Composite materials, which are employed in modern technology, have great rigidity, strength, and fragility. Scientists have learned how to produce unique composites that have unusual pseudoplasticity.
The professor from South Ural State University Sergei Sapozhnikov, together with colleagues from KU Leuven, Belgium, have developed a pseudoplastic hybrid of two initially fragile carbon plastics. The work employs an original theory, proposed by Prof Sapozhnikov. An article on the new pseudoplastic CFRP (carbon fiber reinforced polymer) has been published in Composites Part B: Engineering, the journal with the highest JCR-rank (2019) in the composite materials field.
Durable composite of fragile components
Carbon fiber composite materials have been used for decades. Their use is remarkably widespread in aviation and astronautics. These materials are light-weight, but at the same time possess extraordinary strength. However, composite materials are relatively fragile. If a structure made of such a material is affected by a force slightly greater than the calculated value, then the object is destroyed instantly. Therefore, scientists who study composites are proposing alternative options for pseudoplastic non-fragile materials. To create them, different composites are combined: carbon fiber and fiberglass, carbon fiber and organic plastic, etc.
Professor of the Institute of Engineering and Technology Sergei Sapozhnikov, together with professors Yentl Svolfs and Stepan Lomov from the Catholic University of Leuven (KU Leuven, Belgium), proposed to produce an experimental material based on two brittle carbon plastics – ultra-high-strength and ultra-high-modulus.

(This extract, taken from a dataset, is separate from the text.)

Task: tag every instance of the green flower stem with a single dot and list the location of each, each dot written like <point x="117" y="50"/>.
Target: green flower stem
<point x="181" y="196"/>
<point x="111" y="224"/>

The joint work was supported with a grant from the Russian Science Foundation (RSF), by the administration of the Catholic University of Leuven and the Japanese company TORAY, a supplier of materials and sponsor of the Chair for Composite Materials in the Catholic University of Leuven. Sergei Sapozhnikov visited KU Leuven to carry on his research on the unique technological, testing, and analytical equipment. The original theory, developed by Prof Sapozhnikov, allowed a clever design of the tested materials.
It was formerly considered that only thin-layer hybrid composites possess the pseudoplastic properties. The team of scientists showed that the effect of pseudoplasticity can be obtained on composites with standard layer thicknesses. It is only important to have enough fracture toughness at the interface of two layers. The team described this property in their first article.
“I have used two hybrid composites that have never been used to create one material with a unique property called pseudoplasticity. Such materials do not failure suddenly. First, they are initially elastically deformed, then accumulate microdamage, and then destroyed. Pseudoplasticity is necessary to make materials more durable. These hybrid composites have higher strength, but much lower density than steel. With the help of my software program, we created such materials and experimentally proved that these composites can be used,” Sergei Sapozhnikov says.
Pseudoplastic composites are the basis of “smart structures”
The collaboration with the University of Leuven is not accomplished: the team intends to test how the new material will resist repeated loads. Professor Valter Carvelli of Politecnico di Milano, Italy, is also collaborating on this topic. The research will be further developed by the study of polymers wear resistance.
Sergei Sapozhnikov also noticed that the data obtained by the international team can at present be used in practice around the world.
“We hope to establish the properties of pseudoplastic objects made of composite materials, which were created in SUSU. This is necessary to increase reliability and prevent sudden destruction of the material. After all, pseudoplastic composites, due to the accumulation of fibers rupture that is more rigid and fragile, warn that complete destruction of the material is approaching,” Sergei Sapozhnikov says.
Research in the field of materials along with the smart industry and ecology represents the strategic directions of the scientific-educational activities at South Ural State University.
SUSU is a member of the 5-100 Project intended to increase the competitiveness of the university among the world's leading research and academic centers.